Statistics Flashcards
What is a KDE plot
Kernel Density Estimator. Gives the curve of a one dimentional plot. Similar to a histogram, but no binning, which can skew the data
Violin Plots
Violin plots are less familiar and trickier to read, so let’s break down the different parts:
There are two KDE plots that are symmetrical along the center line.
A white dot represents the median.
The thick black line in the center of each violin represents the interquartile range.
The lines that extend from the center are the confidence intervals - just as we saw on the bar plots, a violin plot also displays the 95% confidence interval.

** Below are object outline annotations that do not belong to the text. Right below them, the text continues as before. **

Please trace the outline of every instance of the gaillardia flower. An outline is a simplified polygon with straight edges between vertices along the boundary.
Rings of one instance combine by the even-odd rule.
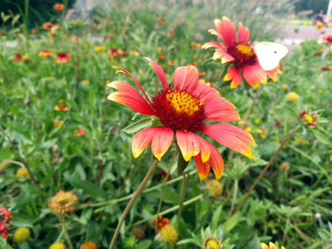
[[[149,98],[138,81],[128,71],[119,68],[118,72],[131,77],[145,99],[133,86],[122,81],[107,86],[118,91],[108,99],[127,106],[138,113],[154,116],[158,126],[138,131],[133,138],[131,149],[138,158],[151,143],[151,150],[159,160],[176,140],[183,159],[188,162],[194,156],[199,176],[204,180],[212,166],[216,178],[223,174],[223,160],[219,151],[210,142],[196,133],[203,133],[218,142],[251,157],[249,145],[255,145],[252,136],[240,128],[228,124],[207,124],[207,122],[230,122],[240,119],[235,107],[220,97],[214,89],[199,81],[199,72],[192,66],[178,67],[173,75],[173,84],[168,84],[161,67],[147,58],[159,77],[163,89]]]
[[[213,55],[213,59],[221,58],[221,63],[232,63],[225,75],[224,80],[231,80],[230,88],[234,89],[241,84],[241,73],[246,82],[252,87],[258,87],[259,82],[266,84],[266,73],[259,65],[253,46],[250,46],[249,30],[242,24],[239,24],[237,42],[237,33],[233,24],[228,17],[223,20],[215,19],[216,30],[209,32],[221,38],[223,44],[216,42],[207,42],[203,48],[218,48]]]
[[[66,63],[71,60],[71,55],[69,53],[60,52],[57,53],[57,56],[55,60],[57,63]]]
[[[261,249],[278,249],[278,248],[272,242],[270,242],[268,245],[266,245],[265,243],[261,243]],[[284,246],[282,246],[280,249],[285,249]]]

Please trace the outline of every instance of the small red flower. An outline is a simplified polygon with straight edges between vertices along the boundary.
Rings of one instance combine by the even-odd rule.
[[[57,54],[55,60],[57,63],[66,63],[71,60],[71,55],[69,53],[60,52]]]
[[[85,133],[84,129],[83,128],[80,128],[78,130],[75,129],[74,131],[74,136],[84,136]]]
[[[332,71],[332,68],[327,66],[322,66],[320,69],[322,69],[322,71]]]
[[[327,33],[322,35],[320,39],[322,43],[326,43],[327,45],[330,45],[332,43],[332,35]]]
[[[258,87],[259,82],[266,84],[266,73],[259,65],[252,44],[249,44],[249,30],[239,24],[237,33],[232,21],[223,17],[223,20],[215,19],[216,30],[209,32],[219,37],[223,44],[210,42],[203,45],[203,48],[215,47],[218,50],[213,55],[213,59],[221,59],[221,63],[231,63],[232,66],[225,75],[224,80],[231,81],[230,88],[239,86],[242,77],[250,86]]]
[[[23,58],[22,55],[19,53],[15,53],[15,55],[12,57],[12,59],[14,59],[16,62],[21,62]]]
[[[154,217],[154,220],[152,221],[152,225],[156,225],[156,222],[157,221],[157,217]],[[168,225],[169,223],[169,220],[167,218],[163,218],[160,216],[158,219],[158,224],[157,224],[157,231],[160,231],[160,229]]]
[[[46,23],[43,24],[43,28],[45,30],[50,30],[52,28],[53,28],[53,24],[52,24],[50,22],[47,21]]]
[[[308,114],[306,109],[303,109],[299,113],[299,119],[304,119],[308,126],[316,126],[318,124],[317,116],[314,112]]]
[[[159,21],[160,24],[166,24],[166,21],[163,17],[157,17],[156,20]]]
[[[53,5],[53,8],[57,11],[64,10],[64,6],[62,3],[55,3]]]

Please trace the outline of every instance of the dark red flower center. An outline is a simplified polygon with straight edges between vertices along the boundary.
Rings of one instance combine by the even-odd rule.
[[[203,101],[185,91],[163,89],[151,100],[160,122],[173,131],[197,132],[205,120]]]
[[[235,59],[233,63],[238,68],[253,65],[257,62],[257,57],[254,50],[247,44],[232,44],[227,48],[227,52]]]

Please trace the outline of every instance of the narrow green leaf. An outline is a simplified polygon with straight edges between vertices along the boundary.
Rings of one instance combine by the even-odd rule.
[[[223,229],[225,230],[225,232],[230,232],[240,221],[241,218],[241,213],[238,212],[235,214],[234,214],[232,217],[228,219],[226,221],[225,221],[223,224]]]
[[[122,131],[127,133],[131,134],[140,131],[142,129],[150,127],[152,125],[153,120],[151,118],[144,118],[139,121],[134,122],[129,126],[122,129]]]
[[[82,189],[89,194],[91,198],[97,200],[105,200],[107,199],[107,193],[91,182],[70,176],[68,174],[65,174],[64,177],[73,187]]]
[[[183,158],[183,156],[182,156],[182,153],[180,151],[178,158],[178,167],[176,169],[178,176],[180,176],[181,174],[183,173],[187,166],[188,166],[188,163],[189,161],[187,162],[185,158]]]

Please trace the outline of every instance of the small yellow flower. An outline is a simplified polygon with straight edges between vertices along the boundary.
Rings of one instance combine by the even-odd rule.
[[[178,232],[176,228],[169,224],[167,224],[161,228],[159,231],[159,234],[161,236],[161,240],[170,245],[174,245],[178,242]]]
[[[29,176],[29,171],[27,168],[19,168],[15,174],[15,176],[27,177]]]
[[[66,245],[64,244],[64,240],[61,239],[59,242],[53,243],[48,249],[66,249]]]
[[[205,183],[206,187],[210,190],[211,196],[217,199],[223,194],[223,186],[221,183],[216,179],[210,179]]]
[[[16,243],[26,241],[30,238],[31,232],[28,228],[19,228],[14,232],[13,239]]]
[[[295,92],[289,92],[287,93],[287,100],[290,102],[295,102],[297,100],[299,95]]]
[[[52,212],[64,215],[66,212],[74,212],[76,210],[75,204],[78,203],[78,196],[72,191],[59,190],[55,196],[50,198],[48,208]]]
[[[244,130],[247,132],[250,132],[251,131],[251,128],[250,127],[246,127]]]
[[[64,124],[64,121],[62,121],[62,120],[57,120],[53,123],[53,125],[55,127],[61,127],[62,124]]]
[[[95,242],[89,241],[82,245],[80,249],[98,249],[98,247]]]
[[[287,84],[283,84],[282,85],[282,90],[286,91],[288,89],[288,85]]]
[[[95,47],[93,49],[95,50],[95,52],[100,52],[100,51],[104,50],[106,49],[106,46],[100,46]]]

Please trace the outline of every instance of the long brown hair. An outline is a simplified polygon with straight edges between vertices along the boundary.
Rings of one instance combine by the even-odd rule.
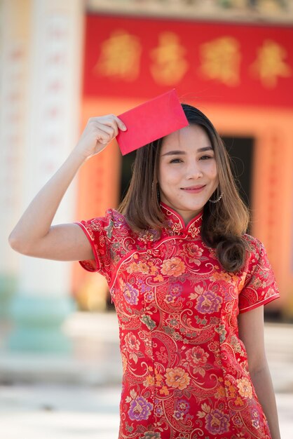
[[[203,208],[201,237],[228,271],[240,269],[245,260],[246,232],[250,215],[241,200],[231,168],[226,147],[211,121],[199,109],[182,104],[190,124],[201,126],[214,151],[219,185],[212,198],[223,193],[218,203],[207,201]],[[139,231],[146,229],[161,230],[166,227],[157,196],[158,165],[163,138],[137,151],[132,177],[128,191],[118,207],[130,227]]]

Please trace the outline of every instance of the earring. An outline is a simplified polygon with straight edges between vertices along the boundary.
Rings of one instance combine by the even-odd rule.
[[[216,200],[209,200],[210,203],[217,203],[218,201],[219,201],[221,200],[221,198],[222,198],[224,195],[224,192],[221,192],[221,195],[216,199]]]
[[[160,188],[158,187],[158,183],[157,183],[157,198],[158,198],[158,203],[160,203],[161,195],[160,195]]]

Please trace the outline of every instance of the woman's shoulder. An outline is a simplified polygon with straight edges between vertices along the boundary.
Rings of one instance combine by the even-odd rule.
[[[132,231],[125,216],[116,209],[107,209],[104,219],[108,227],[111,229],[128,233]]]

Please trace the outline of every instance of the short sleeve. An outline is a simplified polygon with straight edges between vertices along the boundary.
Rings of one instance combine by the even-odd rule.
[[[109,281],[111,269],[109,231],[112,221],[110,215],[92,218],[87,221],[76,222],[88,239],[95,259],[79,261],[81,266],[88,271],[100,273]]]
[[[239,295],[239,312],[243,313],[280,297],[275,275],[264,245],[253,239],[247,275]]]

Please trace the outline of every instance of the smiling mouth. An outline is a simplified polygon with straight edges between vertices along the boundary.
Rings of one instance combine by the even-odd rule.
[[[203,184],[203,186],[191,186],[190,187],[182,187],[181,189],[183,191],[200,191],[204,187],[205,187],[205,184]]]

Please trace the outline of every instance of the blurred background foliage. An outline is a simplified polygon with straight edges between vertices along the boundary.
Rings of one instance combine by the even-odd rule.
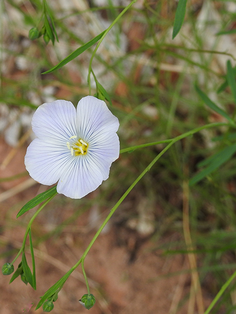
[[[48,1],[49,23],[55,27],[59,39],[58,42],[55,35],[54,45],[52,41],[46,45],[42,37],[29,38],[30,29],[42,27],[41,0],[4,0],[0,3],[0,244],[3,262],[15,254],[18,247],[14,241],[21,240],[20,236],[12,239],[11,233],[17,230],[22,235],[20,231],[29,221],[27,215],[16,221],[16,213],[29,197],[46,188],[36,186],[27,177],[22,158],[19,159],[22,164],[15,169],[12,160],[15,162],[19,151],[25,152],[32,138],[31,119],[39,105],[59,99],[76,105],[88,94],[88,69],[93,47],[59,70],[42,73],[107,28],[129,2]],[[234,117],[235,103],[230,89],[217,90],[225,81],[227,60],[235,64],[236,4],[233,1],[189,1],[183,25],[173,40],[177,4],[138,0],[108,33],[93,61],[96,77],[112,100],[109,108],[120,122],[121,148],[171,138],[211,122],[225,122],[204,104],[196,91],[196,83]],[[92,79],[92,95],[95,87]],[[234,143],[235,136],[229,139],[227,131],[225,127],[202,131],[177,142],[135,186],[108,227],[108,233],[115,230],[119,245],[126,243],[129,262],[135,262],[139,248],[147,242],[148,252],[163,261],[173,256],[182,257],[182,270],[146,278],[158,282],[160,277],[168,281],[177,273],[189,274],[188,283],[186,279],[182,284],[184,292],[180,297],[164,313],[188,314],[196,310],[203,313],[203,308],[206,309],[235,269],[235,156],[188,187],[189,180],[199,171],[200,162]],[[90,235],[165,145],[121,154],[113,164],[109,179],[82,200],[58,195],[34,223],[35,247],[42,249],[45,241],[49,247],[53,246],[55,239],[64,233],[73,234],[78,228],[79,234]],[[81,218],[87,210],[86,219]],[[78,222],[81,221],[84,226]],[[50,236],[54,239],[52,242],[48,240]],[[130,238],[134,239],[133,245]],[[72,247],[75,243],[83,247],[83,241],[76,240]],[[233,283],[212,313],[235,313],[235,288]],[[111,308],[106,292],[100,293],[108,302],[107,309]],[[170,300],[166,303],[170,305]],[[156,309],[147,306],[147,313]],[[123,308],[112,308],[112,313],[125,313]],[[141,310],[129,313],[138,314],[143,313]]]

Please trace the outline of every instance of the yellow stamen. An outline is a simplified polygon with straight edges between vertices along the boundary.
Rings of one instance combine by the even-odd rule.
[[[73,135],[69,139],[72,139],[77,137],[76,135]],[[80,138],[74,142],[66,142],[66,146],[68,149],[70,151],[72,156],[74,156],[74,155],[75,156],[78,156],[81,154],[85,155],[87,153],[88,145],[83,139]]]
[[[80,142],[81,143],[82,143],[83,145],[85,145],[86,146],[88,146],[88,144],[87,143],[86,143],[85,142],[84,142],[83,139],[80,139]]]

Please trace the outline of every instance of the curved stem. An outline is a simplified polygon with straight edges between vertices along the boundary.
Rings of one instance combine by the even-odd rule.
[[[89,88],[89,94],[91,95],[91,78],[90,78],[90,74],[92,70],[92,59],[93,59],[95,54],[97,52],[97,50],[98,49],[98,47],[101,44],[101,43],[104,39],[105,37],[106,36],[107,33],[111,30],[111,29],[113,27],[113,26],[116,24],[116,23],[119,20],[119,19],[121,17],[121,16],[126,12],[127,10],[129,9],[129,8],[135,3],[136,2],[137,0],[133,0],[131,2],[128,4],[123,10],[120,12],[120,13],[118,15],[116,19],[114,20],[114,21],[112,22],[109,27],[106,29],[104,33],[102,35],[101,39],[99,40],[97,44],[97,45],[92,53],[92,55],[91,56],[91,58],[89,61],[89,65],[88,66],[88,84]]]
[[[205,129],[208,129],[209,128],[213,128],[213,127],[222,127],[222,126],[228,126],[229,125],[227,123],[224,123],[223,122],[216,122],[215,123],[210,123],[209,124],[206,124],[206,125],[203,126],[202,127],[199,127],[199,128],[197,128],[197,129],[194,129],[191,131],[189,131],[186,133],[184,133],[183,134],[182,134],[182,135],[184,136],[184,137],[185,137],[186,134],[191,135],[192,134],[194,134],[194,133],[201,131],[202,130],[204,130]],[[180,136],[182,136],[182,135],[180,135]],[[186,136],[188,136],[188,135],[187,135]],[[132,152],[132,151],[134,151],[135,150],[138,149],[139,148],[143,148],[144,147],[148,147],[148,146],[157,145],[158,144],[170,143],[175,138],[176,138],[176,137],[175,137],[174,138],[172,138],[171,139],[164,139],[162,141],[158,141],[157,142],[152,142],[151,143],[147,143],[146,144],[142,144],[140,145],[136,145],[135,146],[131,146],[130,147],[123,148],[122,149],[121,149],[119,151],[119,153],[122,154],[123,153],[127,153],[127,152]]]
[[[13,261],[11,262],[11,265],[13,264],[13,263],[16,261],[18,258],[20,256],[21,253],[22,252],[23,252],[24,250],[25,250],[25,247],[26,246],[26,239],[27,238],[27,236],[28,235],[29,232],[30,231],[30,227],[33,223],[33,221],[34,220],[35,218],[37,216],[38,214],[39,214],[39,212],[42,210],[43,208],[44,208],[44,207],[45,207],[45,206],[48,204],[48,203],[49,203],[51,201],[51,200],[52,200],[52,199],[53,199],[54,197],[54,196],[56,195],[57,194],[55,194],[54,195],[53,195],[52,196],[50,197],[48,200],[47,200],[47,201],[46,201],[43,203],[43,204],[40,206],[40,207],[38,209],[37,211],[36,211],[36,212],[31,217],[31,219],[30,220],[28,225],[27,226],[27,228],[26,229],[26,233],[25,234],[25,236],[24,237],[23,241],[22,242],[22,245],[21,246],[21,248],[20,248],[20,251],[18,252],[17,255],[14,259]]]
[[[161,157],[161,156],[170,148],[170,147],[171,147],[171,146],[172,146],[174,144],[175,144],[175,143],[176,143],[176,142],[177,142],[178,141],[179,141],[179,140],[180,140],[181,139],[182,139],[183,138],[184,138],[185,137],[187,137],[187,136],[188,136],[189,135],[193,135],[195,133],[197,133],[197,132],[201,131],[202,130],[204,130],[204,129],[209,129],[210,128],[213,128],[213,127],[221,127],[221,126],[229,126],[229,125],[228,124],[227,124],[227,123],[211,123],[211,124],[207,124],[207,125],[206,125],[205,126],[203,126],[202,127],[199,127],[199,128],[197,128],[196,129],[194,129],[194,130],[191,130],[190,131],[188,131],[188,132],[186,132],[186,133],[184,133],[183,134],[181,134],[181,135],[179,135],[178,136],[177,136],[176,137],[175,137],[174,138],[173,138],[172,139],[171,139],[171,140],[165,140],[165,141],[164,142],[165,142],[165,143],[169,142],[168,145],[167,145],[167,146],[166,147],[165,147],[165,148],[164,148],[162,150],[162,151],[159,154],[158,154],[158,155],[157,156],[156,156],[156,157],[153,159],[153,160],[149,164],[149,165],[145,168],[145,169],[143,171],[143,172],[142,172],[142,173],[138,177],[138,178],[136,179],[136,180],[133,183],[131,184],[131,185],[130,185],[130,186],[127,189],[126,191],[123,194],[123,195],[119,199],[119,200],[118,201],[118,202],[116,204],[115,206],[111,210],[110,212],[109,213],[109,214],[108,215],[108,216],[107,216],[107,217],[105,219],[104,221],[103,222],[103,223],[101,225],[101,227],[100,227],[100,228],[99,229],[98,231],[96,233],[95,236],[93,236],[93,237],[92,239],[91,242],[88,244],[88,246],[87,247],[87,248],[86,249],[86,250],[85,250],[85,252],[83,254],[81,258],[79,260],[79,261],[78,261],[78,262],[73,267],[72,267],[70,268],[70,269],[66,273],[66,274],[65,274],[59,280],[46,292],[45,292],[45,293],[44,294],[44,295],[43,296],[43,297],[42,297],[42,299],[41,299],[41,301],[40,301],[40,302],[39,303],[39,304],[37,306],[36,309],[38,309],[39,307],[40,306],[41,306],[41,304],[42,304],[42,302],[43,300],[44,300],[46,299],[46,297],[47,297],[47,296],[48,296],[49,295],[50,295],[50,291],[52,291],[53,290],[53,289],[54,288],[55,288],[55,287],[59,287],[60,288],[61,288],[64,285],[64,284],[65,283],[65,282],[66,282],[66,281],[67,280],[68,278],[69,277],[69,276],[70,275],[70,274],[71,274],[71,273],[79,266],[79,265],[81,263],[82,263],[82,270],[83,270],[84,276],[85,277],[85,280],[86,280],[86,285],[87,286],[88,292],[88,294],[90,294],[89,288],[89,287],[88,287],[88,280],[87,279],[86,274],[85,273],[85,268],[84,268],[84,261],[85,261],[85,258],[86,257],[86,256],[87,255],[88,253],[88,252],[89,252],[90,249],[91,248],[92,245],[93,244],[93,243],[95,241],[96,239],[98,237],[98,236],[101,233],[102,230],[104,228],[105,226],[106,225],[106,224],[107,224],[108,221],[109,220],[109,219],[110,219],[110,218],[111,217],[112,215],[114,213],[114,212],[116,211],[116,210],[117,209],[117,208],[118,207],[118,206],[120,205],[120,204],[124,200],[125,197],[128,195],[128,194],[129,193],[129,192],[134,187],[134,186],[137,184],[137,183],[140,181],[140,180],[143,178],[143,177],[145,175],[145,174],[147,173],[147,172],[148,172],[148,171],[149,171],[149,170],[151,169],[151,168],[155,164],[155,163],[156,162],[156,161]],[[123,152],[124,152],[124,151],[127,152],[129,150],[134,150],[134,149],[138,149],[138,148],[141,148],[142,147],[145,147],[145,146],[144,146],[144,145],[146,145],[146,146],[151,146],[151,145],[156,145],[156,144],[160,144],[160,142],[163,142],[162,141],[159,141],[159,142],[153,142],[153,143],[148,143],[147,144],[142,144],[141,145],[138,145],[138,146],[133,146],[132,147],[129,148],[130,149],[124,149],[124,150],[121,150],[121,151],[122,151],[122,150],[123,151],[122,151],[121,152],[123,153]],[[236,272],[234,274],[234,276],[236,276]],[[234,278],[234,277],[233,278]],[[227,283],[226,283],[226,284],[229,283],[228,283],[228,285],[227,285],[227,287],[228,287],[228,286],[229,285],[229,283],[230,283],[230,282],[232,281],[232,280],[233,280],[233,278],[232,278],[231,279],[231,278],[230,278],[230,279],[227,282]],[[230,281],[230,280],[231,280],[231,281]],[[59,285],[59,283],[61,283],[61,284],[60,285]],[[226,284],[225,284],[225,285],[226,285]],[[223,288],[223,287],[222,287],[222,288]],[[225,288],[226,288],[227,287],[226,287]],[[222,293],[223,293],[223,292],[224,292],[224,291],[223,291]],[[219,293],[220,293],[220,292],[219,292]],[[221,294],[220,294],[220,295],[221,295]],[[220,295],[219,296],[220,296]],[[217,300],[218,300],[218,299],[217,299]],[[216,302],[216,301],[217,301],[217,300],[216,300],[215,302]],[[212,307],[214,305],[214,304],[212,305]],[[208,314],[209,312],[209,311],[208,312],[206,312],[206,313],[205,314]]]
[[[82,262],[81,262],[81,267],[82,267],[83,274],[84,275],[84,277],[85,277],[86,286],[87,286],[88,294],[88,295],[90,295],[89,285],[88,285],[87,276],[86,276],[86,273],[85,272],[84,262],[85,262],[85,259],[82,259]]]

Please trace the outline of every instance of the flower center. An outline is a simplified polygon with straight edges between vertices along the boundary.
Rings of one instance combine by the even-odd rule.
[[[71,136],[69,139],[76,138],[76,135],[73,135]],[[74,154],[76,156],[78,155],[85,155],[87,153],[87,149],[88,145],[81,138],[76,140],[72,143],[69,142],[66,142],[66,146],[68,149],[70,150],[71,153],[71,155],[73,156]]]

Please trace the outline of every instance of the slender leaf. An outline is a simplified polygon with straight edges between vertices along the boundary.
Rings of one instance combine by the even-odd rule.
[[[229,30],[221,30],[218,33],[216,33],[216,35],[226,35],[227,34],[235,34],[236,33],[236,29],[229,29]]]
[[[18,267],[16,271],[12,275],[12,276],[10,280],[9,284],[12,283],[13,280],[15,280],[16,278],[17,278],[20,275],[21,275],[23,271],[23,267],[22,266],[22,262],[21,262],[20,264],[18,265]]]
[[[235,81],[235,74],[230,60],[227,61],[227,74],[226,77],[228,82],[230,86],[231,91],[235,99],[235,102],[236,104],[236,82]]]
[[[60,279],[52,286],[51,288],[49,288],[48,291],[47,291],[41,297],[40,301],[38,302],[37,306],[36,307],[35,310],[39,309],[40,306],[43,304],[48,298],[52,296],[52,295],[53,295],[53,294],[54,294],[57,290],[64,284],[73,271],[73,269],[71,268],[61,278],[60,278]]]
[[[56,29],[56,27],[55,27],[55,25],[54,24],[54,22],[53,21],[53,17],[52,15],[52,13],[51,12],[51,10],[49,8],[49,7],[48,6],[48,3],[47,3],[47,1],[45,1],[44,2],[44,5],[45,5],[45,10],[46,11],[47,13],[48,13],[48,15],[49,16],[49,17],[50,18],[50,20],[51,20],[51,22],[52,23],[52,26],[53,26],[53,32],[54,33],[54,34],[55,35],[55,37],[57,39],[57,40],[58,41],[58,42],[59,42],[59,40],[58,40],[58,34],[57,33],[57,30]]]
[[[172,39],[174,39],[178,33],[183,23],[186,4],[187,0],[179,0],[174,22]]]
[[[195,89],[198,94],[201,97],[202,99],[205,103],[206,105],[209,107],[211,109],[213,110],[220,115],[224,117],[226,119],[229,120],[230,122],[234,124],[234,121],[231,119],[231,118],[228,115],[225,111],[222,109],[219,108],[214,103],[213,103],[210,99],[207,96],[205,93],[204,93],[199,87],[196,85]]]
[[[32,236],[31,236],[31,228],[29,231],[29,238],[30,239],[30,249],[31,257],[32,258],[32,267],[33,269],[32,275],[32,287],[34,290],[36,290],[36,273],[35,273],[35,261],[34,260],[34,255],[33,254],[33,242],[32,241]]]
[[[32,276],[32,273],[31,272],[30,269],[27,263],[26,255],[24,252],[22,253],[22,267],[26,280],[32,288],[35,289],[33,285],[33,277]]]
[[[93,38],[91,40],[88,42],[88,43],[86,43],[86,44],[85,44],[79,48],[78,48],[78,49],[76,49],[76,50],[70,53],[70,54],[69,54],[68,56],[60,61],[59,63],[58,63],[55,67],[52,68],[52,69],[50,69],[45,72],[43,72],[43,73],[42,73],[42,74],[47,74],[47,73],[51,73],[56,70],[58,70],[58,69],[61,68],[61,67],[63,67],[70,61],[73,60],[74,59],[75,59],[75,58],[76,58],[76,57],[78,57],[78,55],[81,54],[82,52],[83,52],[87,49],[88,49],[88,48],[90,48],[91,46],[96,43],[97,41],[98,41],[102,37],[105,31],[104,30],[100,34]]]
[[[105,98],[105,99],[107,100],[108,102],[109,102],[109,104],[111,105],[112,106],[112,103],[110,96],[107,93],[107,91],[105,89],[105,88],[101,85],[100,83],[99,83],[97,81],[96,82],[96,85],[97,85],[97,88],[98,89],[98,91],[101,93],[103,96]]]
[[[236,140],[236,132],[234,132],[234,133],[230,133],[229,134],[215,136],[212,138],[211,140],[212,142],[216,142],[217,141],[222,141],[226,139],[229,141],[235,141],[235,140]]]
[[[236,77],[236,66],[234,67],[233,68],[234,71],[234,75],[235,78]],[[228,82],[227,79],[226,78],[226,76],[224,76],[223,77],[225,78],[225,80],[223,83],[220,85],[219,88],[217,89],[217,93],[219,94],[221,93],[222,91],[226,88],[226,87],[228,86],[229,84]]]
[[[49,197],[51,197],[53,195],[56,195],[58,192],[57,192],[57,186],[51,187],[47,191],[40,193],[40,194],[35,196],[32,200],[30,200],[28,203],[27,203],[21,209],[20,211],[18,212],[16,216],[16,218],[19,218],[20,216],[25,213],[26,211],[30,210],[32,208],[33,208],[38,204],[42,203],[44,201],[45,201]]]
[[[208,176],[226,162],[236,152],[236,144],[228,146],[219,153],[202,161],[202,166],[208,165],[205,169],[192,178],[189,181],[189,186],[192,186],[204,178]]]
[[[55,41],[55,37],[54,36],[54,34],[53,33],[53,30],[49,24],[49,22],[48,22],[48,18],[45,14],[44,16],[44,25],[46,27],[46,31],[47,32],[47,35],[49,36],[49,38],[52,40],[52,42],[53,45],[54,45],[54,42]]]

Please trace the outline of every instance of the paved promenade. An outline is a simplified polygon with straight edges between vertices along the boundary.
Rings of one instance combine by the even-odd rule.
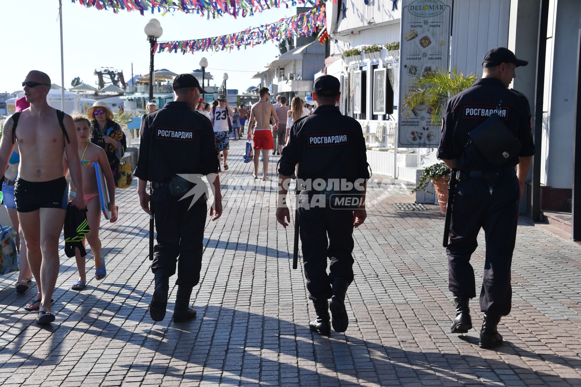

Standard deviation and bootstrapped confidence intervals are two measurements that can be used for:
error bars
What does the box in the center of the violin plot represent?
interquartile range
what is the interquartile range?
The interquartile range is a measure of where the “middle fifty” is in a data set. Where a range is a measure of where the beginning and end are in a set, an interquartile range is a measure of where the bulk of the values lie. That’s why it’s preferred over many other measures of spread (i.e. the average or median) when reporting things like school performance or SAT scores.
The interquartile range formula is the first quartile subtracted from the third quartile:
IQR = Q3 – Q1.
How do you find the interquartile range for an odd number of values?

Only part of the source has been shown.